海上における人命の安全を守ることが、IMOの主要目的であることには変わりない。1974年の「海上における人命の安全のための国際条約(International Convention for the Safety of Life at Sea: SOLAS、1974年)」は、海上のあらゆる安全と危機管理のあらゆる側面に関連する規則を載せ、船舶建造、防火と救命道具から危機管理、貨物の輸送の問題まで取り上げている。

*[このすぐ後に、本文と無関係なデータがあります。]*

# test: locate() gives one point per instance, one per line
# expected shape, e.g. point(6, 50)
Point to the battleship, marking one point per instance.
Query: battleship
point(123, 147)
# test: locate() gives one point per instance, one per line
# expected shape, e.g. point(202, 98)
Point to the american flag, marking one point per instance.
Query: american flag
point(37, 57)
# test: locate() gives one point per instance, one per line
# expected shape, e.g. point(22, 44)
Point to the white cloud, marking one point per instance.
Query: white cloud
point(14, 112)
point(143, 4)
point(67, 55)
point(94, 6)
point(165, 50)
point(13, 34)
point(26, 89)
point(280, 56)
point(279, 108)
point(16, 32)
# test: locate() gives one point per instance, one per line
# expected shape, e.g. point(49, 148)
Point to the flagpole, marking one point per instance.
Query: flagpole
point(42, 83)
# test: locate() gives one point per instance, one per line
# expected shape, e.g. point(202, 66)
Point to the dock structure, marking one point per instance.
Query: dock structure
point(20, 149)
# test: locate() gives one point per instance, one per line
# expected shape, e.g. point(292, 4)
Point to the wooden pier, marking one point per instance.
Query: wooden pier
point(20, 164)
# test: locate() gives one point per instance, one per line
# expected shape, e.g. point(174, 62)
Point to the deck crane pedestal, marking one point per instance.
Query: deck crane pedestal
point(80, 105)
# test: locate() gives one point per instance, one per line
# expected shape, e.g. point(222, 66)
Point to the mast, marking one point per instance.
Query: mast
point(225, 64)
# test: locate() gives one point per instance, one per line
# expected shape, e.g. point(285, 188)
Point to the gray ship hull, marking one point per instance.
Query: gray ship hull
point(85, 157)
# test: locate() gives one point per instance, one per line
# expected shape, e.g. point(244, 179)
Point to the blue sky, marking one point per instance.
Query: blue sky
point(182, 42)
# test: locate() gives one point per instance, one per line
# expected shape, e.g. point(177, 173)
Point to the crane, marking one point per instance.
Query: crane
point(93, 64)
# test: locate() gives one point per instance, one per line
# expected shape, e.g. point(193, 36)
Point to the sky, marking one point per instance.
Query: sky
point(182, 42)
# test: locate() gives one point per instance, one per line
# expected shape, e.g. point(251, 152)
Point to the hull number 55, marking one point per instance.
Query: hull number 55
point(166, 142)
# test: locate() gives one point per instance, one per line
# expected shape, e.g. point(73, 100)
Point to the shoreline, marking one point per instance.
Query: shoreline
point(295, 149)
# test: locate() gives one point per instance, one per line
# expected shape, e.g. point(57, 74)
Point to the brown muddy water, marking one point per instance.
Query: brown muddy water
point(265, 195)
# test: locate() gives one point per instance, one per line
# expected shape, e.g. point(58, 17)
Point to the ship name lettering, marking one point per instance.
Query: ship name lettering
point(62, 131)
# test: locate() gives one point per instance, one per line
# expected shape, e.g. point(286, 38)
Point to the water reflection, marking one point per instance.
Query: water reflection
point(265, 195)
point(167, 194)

「海上における遭難及び安全に関する世界的制度(Global Maritime Distress and Safety System: GMDSS)」は現在再検討中で近代化されつつあるが、SOLASの下では義務的で、世界のどこの海域にいても、船舶の遭難警報(アラート)は受信され、応答されることを可能になる。2017年1月1日、二つの新しい義務的コードが発効した。一つは、環境によりクリーンであるとしてますます利用されるようになったガスもしくはその他の低引火点燃料を使用する船舶の安全に関するもので、二つ目は「極海を航行する船舶のための国際コード:極海コード(International Code for Ships Operating in Polar Waters: Polar Code)」で、北極海と南極海を航行する船舶の数が増えていることから追加の安全かつ環境上の基準を設定している。「極海コード」は「船舶による汚染の防止のための国際条約(International Convention for the Prevention of Pollution from Ships: MARPOL、1973年)」の下でも義務的である。この条約は、航行に伴う排出問題と事故による汚染防止に取り組むもっとも重要な環境条約である。MARPOLの規則は油や大量に輸送される化学物質による汚染防止、梱包された商品、下水、ごみによる汚染、それに船舶による大気汚染の防止を取り上げており、エネルギーの効率化も取り上げられている。MARPOLのもとに、IMOは2011年に国際海運のために義務的なエネルギーの効率化の必要条件を採択した。これは2013年に発効し、国際運輸部門においては最初の義務的措置となった。
IMOが現在環境の分野で行っている活動に、船舶の環境フットプリントを軽くする措置がある。たとえば、クリーンな燃料を使用する、有害な排気物質を削減する、船舶のエネルギー効率を改善する、などである。2017年9月、「船舶バラスト水規制管理条約(Ballast Water Management Convention 2004)」が発効した。これは船舶のバラスト水に侵入する危険のある水生動物種の拡散を防止するためにバラスト水の管理を規制したものである。
IMOの技術協力活動は、IMO条約と国連持続可能な開発目標の実施を支援する。「IMO加盟国監査スキーム(IMO Member State Audit Scheme)」は、2016年に全加盟国に対して義務的となり、IMO文書の適切な実施を支援し、関連するIMO条約の下に、旗、沿岸、港湾の状態等、に関する義務を果たしいているかの概要を加盟国に提供する。このプロセスによって、IMOは目標を絞った支援や能力強化を加盟国に提供することもできる。
IMOの後援のもとに二つの学術機関が運営されおり、特に開発途上国からの学生を中心に、大学院レベルの訓練を提供している。スウェーデンのマルメにある世界海事大学(World Maritime University)とマルタのムシダにある国際海事法研究所である。